Fox is showing us four kinds of states here: heavily in favour of either team, or slightly in favour of either team. That’s fine. I’m all for less black and white and more grey in data analysis in general. But does the key to understanding this information really need to take up a third of the screen?
And that giant key is so difficult to read. For one thing, the key area is dominated by the chopped team logos on black backgrounds. (This is a bug of mine with a lot of sports broadcasts: designing their on-screen graphics with no regard to keeping the logos intact. Here, we can see the middle half of the Red Sox’s cap insignia, which at a glance looks like a badly-drawn H. Note that TV networks never do that with their own logos.) Those logos add nothing to our understanding. They are visual junk. And they also create an overpowering amount of white in the area we are supposed to be able to quickly read and understand. Squint your eyes (or just take your specs off, nerds) and you’ll see that the most noticeable part of that key is a whole load of white.
The relevant information in that third of the screen should be the colours used on the map and what they represent. But the colours that they’ve used on the map are shown on the bracket-y end bits of their Terminator-ish graphics. Those end brackets contain the most important information for understanding the map, yet they are almost invisible.
Look closely at those faux-shiny brackets: they’re not even the same shades as those used on the map. This graphic used blues and reds that are too close to each other. It’s difficult to differentiate between “leaning” and “heavily,” even if you did manage to figure out that the brackets on the partial-logo cartouches are the whole key to the map.
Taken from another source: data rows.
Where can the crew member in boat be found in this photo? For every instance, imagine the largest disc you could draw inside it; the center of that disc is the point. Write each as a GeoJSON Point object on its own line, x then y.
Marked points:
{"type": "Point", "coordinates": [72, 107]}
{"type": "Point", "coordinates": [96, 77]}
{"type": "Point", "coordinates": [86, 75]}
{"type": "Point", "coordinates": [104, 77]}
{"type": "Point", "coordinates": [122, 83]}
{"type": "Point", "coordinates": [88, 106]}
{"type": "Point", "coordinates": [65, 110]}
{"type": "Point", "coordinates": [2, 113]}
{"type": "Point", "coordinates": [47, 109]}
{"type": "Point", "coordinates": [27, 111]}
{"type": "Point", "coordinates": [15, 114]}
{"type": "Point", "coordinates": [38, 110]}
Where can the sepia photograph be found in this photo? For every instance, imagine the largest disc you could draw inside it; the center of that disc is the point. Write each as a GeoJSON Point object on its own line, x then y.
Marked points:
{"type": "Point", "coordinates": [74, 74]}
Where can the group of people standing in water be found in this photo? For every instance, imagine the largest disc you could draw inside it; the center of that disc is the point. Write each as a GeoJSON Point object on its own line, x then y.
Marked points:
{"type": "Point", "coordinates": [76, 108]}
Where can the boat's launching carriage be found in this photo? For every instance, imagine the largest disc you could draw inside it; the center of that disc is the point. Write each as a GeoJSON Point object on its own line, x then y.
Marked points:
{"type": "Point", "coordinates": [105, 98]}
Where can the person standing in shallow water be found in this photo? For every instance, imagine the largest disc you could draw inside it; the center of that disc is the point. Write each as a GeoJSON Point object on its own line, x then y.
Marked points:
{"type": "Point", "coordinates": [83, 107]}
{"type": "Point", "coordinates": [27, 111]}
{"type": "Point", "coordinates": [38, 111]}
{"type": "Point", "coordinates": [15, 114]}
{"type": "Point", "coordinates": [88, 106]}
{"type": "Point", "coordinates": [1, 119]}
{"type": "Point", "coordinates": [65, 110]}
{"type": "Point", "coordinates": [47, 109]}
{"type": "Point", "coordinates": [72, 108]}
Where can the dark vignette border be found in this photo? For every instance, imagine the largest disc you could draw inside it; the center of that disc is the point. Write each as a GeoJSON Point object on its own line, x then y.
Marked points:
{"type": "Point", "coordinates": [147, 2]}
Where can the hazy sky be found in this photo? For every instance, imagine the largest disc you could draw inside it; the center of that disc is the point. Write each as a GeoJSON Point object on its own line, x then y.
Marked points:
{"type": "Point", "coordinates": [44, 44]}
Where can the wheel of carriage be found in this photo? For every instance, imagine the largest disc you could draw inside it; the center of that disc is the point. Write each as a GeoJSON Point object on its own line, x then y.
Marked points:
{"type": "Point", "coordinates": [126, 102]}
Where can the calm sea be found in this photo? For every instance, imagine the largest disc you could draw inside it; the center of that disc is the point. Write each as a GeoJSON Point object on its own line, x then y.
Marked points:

One last thing: The Red Sox’s home city and state and region is, as we all know, in the north east of the United States. The whole map is tilted away from us. Massachusetts and the rest of New England are already small states, in terms of land area, compared to the states in the west of the country. In fact, both of the teams’ home states are in the half of the map tilted furthest from us. If Fox Sports absolutely must tilt the map, it would’ve been preferable to flip the elements of the graphic, so the map could be titled with the east coast closest to us. This is if and only if you insist on tilting the map at all.
The failures of this map irked me so much that I spent almost ten whole minutes on remaking it. Imagine this quick Tumblr post as me showing you the plans of a house. I’ve not put the sofas, carpets and curtains in. Despite the knocked-off-in-ten-minutes-ness of this, I think it’s already a heck of a lot easier to read.
Whether you like my choices of colour, or my somewhat tedious tendency to always use Gill Sans, or the flatness that banishes all reflections and light source tomfoolery, I think it’s a lot clearer. I have made the map flat so that New England is a lot easier to see. Because we read left to right, the key is on the left so it’s the first thing we look at. There’s space at the top left where you could place the words “World Series,” “Fox Sports,” and “Facebook Fandom Map.”
Because of our familiarity with temperature gauges going from hot to cold, or map topography colours on regular maps, I’ve re-ordered the key from being most pro-Cardinals to least pro-Cardinals (that is, most pro-Red Sox), rather than Fox’s heavily-leaning-heavily-leaning ordering. Our brains are impressive things, and we pick up how to read graphics over the years. It’s only when people do things that confound our knowledge that data visualisation gets confusing. I mean, how else would we know that the Cardinals are popular in the Midwest?